RECONSTRUCTION OF PERTURBED DATA USING K-MEANS
Prasannta Tiwari*1 and Hitesh Gupta2
|Corresponding author: Prasannta Tiwari, E-mail: [email protected]|
|Related article at Pubmed, Scholar Google|
A key element in preserving privacy and confidentiality of sensitive data is the ability to evaluate the extent of all potential disclosure for such data. In other words, we need to be able to answer to what extent confidential information in a perturbed database can be compromised by attackers or snoopers. Several randomized techniques have been proposed for privacy preserving data mining of continuous data. These approaches generally attempt to hide the sensitive data by randomly modifying the data values using some additive noise and aim to reconstruct the original distribution closely at an aggregate level.
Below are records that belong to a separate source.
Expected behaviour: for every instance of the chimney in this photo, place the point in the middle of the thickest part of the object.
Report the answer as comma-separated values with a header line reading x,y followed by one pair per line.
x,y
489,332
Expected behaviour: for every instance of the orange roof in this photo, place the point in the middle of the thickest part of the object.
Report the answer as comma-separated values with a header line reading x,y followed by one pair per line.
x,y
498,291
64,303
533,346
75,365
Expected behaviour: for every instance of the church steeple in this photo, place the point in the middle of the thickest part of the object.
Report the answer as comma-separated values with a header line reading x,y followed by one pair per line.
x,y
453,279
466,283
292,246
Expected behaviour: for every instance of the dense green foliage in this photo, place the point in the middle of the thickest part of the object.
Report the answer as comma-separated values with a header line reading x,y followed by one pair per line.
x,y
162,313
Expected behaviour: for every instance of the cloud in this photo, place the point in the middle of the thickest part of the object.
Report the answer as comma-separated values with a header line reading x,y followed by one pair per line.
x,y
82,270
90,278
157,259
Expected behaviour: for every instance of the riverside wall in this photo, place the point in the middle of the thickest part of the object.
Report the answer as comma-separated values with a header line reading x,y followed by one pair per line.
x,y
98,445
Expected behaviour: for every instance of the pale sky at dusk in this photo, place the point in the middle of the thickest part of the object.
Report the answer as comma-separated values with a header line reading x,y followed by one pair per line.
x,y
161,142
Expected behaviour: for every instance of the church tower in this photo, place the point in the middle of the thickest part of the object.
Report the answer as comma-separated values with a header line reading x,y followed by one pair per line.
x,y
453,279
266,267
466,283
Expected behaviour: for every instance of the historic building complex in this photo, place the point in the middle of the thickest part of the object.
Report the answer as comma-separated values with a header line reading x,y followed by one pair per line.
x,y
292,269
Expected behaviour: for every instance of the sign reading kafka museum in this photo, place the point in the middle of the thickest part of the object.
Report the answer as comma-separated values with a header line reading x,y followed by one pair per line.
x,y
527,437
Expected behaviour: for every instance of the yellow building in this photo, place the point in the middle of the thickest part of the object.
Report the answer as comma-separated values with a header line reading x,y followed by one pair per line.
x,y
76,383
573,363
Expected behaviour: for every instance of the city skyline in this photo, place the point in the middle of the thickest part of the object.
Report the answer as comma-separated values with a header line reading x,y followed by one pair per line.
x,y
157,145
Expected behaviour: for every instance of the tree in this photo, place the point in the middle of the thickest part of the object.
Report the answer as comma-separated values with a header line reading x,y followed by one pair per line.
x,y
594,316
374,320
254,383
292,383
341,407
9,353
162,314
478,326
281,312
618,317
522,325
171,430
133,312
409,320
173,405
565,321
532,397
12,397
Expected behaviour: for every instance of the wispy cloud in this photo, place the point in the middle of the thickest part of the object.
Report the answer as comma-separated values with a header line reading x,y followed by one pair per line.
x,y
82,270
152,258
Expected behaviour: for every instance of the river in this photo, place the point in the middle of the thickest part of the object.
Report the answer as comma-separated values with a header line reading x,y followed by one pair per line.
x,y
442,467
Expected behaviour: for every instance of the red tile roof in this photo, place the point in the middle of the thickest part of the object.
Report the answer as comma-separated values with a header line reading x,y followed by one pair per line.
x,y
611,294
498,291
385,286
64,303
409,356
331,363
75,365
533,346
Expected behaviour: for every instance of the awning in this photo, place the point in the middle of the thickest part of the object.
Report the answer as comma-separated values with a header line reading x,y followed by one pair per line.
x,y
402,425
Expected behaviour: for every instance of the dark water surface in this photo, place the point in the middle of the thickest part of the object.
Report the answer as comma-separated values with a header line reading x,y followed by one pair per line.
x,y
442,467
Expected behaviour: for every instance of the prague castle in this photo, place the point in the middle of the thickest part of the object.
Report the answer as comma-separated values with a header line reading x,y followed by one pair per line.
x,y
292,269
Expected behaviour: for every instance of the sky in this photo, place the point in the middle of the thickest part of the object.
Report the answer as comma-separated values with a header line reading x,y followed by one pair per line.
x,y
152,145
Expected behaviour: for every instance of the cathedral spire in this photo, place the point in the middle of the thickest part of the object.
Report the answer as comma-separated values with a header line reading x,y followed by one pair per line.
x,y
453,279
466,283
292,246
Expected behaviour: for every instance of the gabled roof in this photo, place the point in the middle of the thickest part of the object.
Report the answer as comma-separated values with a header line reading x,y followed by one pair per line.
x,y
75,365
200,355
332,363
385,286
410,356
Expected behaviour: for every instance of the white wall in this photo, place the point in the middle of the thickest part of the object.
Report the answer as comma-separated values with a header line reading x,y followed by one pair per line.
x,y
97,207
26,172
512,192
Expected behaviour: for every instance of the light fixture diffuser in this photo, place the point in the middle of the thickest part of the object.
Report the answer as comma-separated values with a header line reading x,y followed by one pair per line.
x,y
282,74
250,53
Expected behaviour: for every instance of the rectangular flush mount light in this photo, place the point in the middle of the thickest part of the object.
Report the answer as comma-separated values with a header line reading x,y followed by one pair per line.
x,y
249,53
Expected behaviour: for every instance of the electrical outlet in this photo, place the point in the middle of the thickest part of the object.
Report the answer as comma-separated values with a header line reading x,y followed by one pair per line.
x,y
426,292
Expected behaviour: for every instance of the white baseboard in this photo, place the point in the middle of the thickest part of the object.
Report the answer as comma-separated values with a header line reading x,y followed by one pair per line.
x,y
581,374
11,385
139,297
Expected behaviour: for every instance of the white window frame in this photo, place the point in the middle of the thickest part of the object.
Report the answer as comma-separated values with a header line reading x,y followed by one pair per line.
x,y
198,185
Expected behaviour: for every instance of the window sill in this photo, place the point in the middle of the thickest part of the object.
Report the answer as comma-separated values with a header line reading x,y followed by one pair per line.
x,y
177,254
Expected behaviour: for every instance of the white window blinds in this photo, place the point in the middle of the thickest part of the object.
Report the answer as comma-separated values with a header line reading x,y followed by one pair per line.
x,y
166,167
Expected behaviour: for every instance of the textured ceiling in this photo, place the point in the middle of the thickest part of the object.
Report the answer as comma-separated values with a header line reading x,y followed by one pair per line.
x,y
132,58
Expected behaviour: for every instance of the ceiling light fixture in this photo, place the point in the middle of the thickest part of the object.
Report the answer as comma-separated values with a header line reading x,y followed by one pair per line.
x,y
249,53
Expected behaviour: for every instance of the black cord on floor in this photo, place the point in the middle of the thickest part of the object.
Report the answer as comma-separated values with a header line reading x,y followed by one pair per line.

The main contribution of this paper lies in the algorithm to accurately reconstruct the community joint density given the perturbed multidimensional stream data information. Any statistical question about the community can be answered using the reconstructed joint density. There have been many efforts on the community distribution reconstruction. Our research objective is to determine whether the distributions of the original and recovered data are close enough to each other despite the nature of the noise applied. We are considering an ensemble clustering method to reconstruct the initial data distribution. As the tool for the algorithm implementations we chose the “language of choice in industrial world” – MATLAB.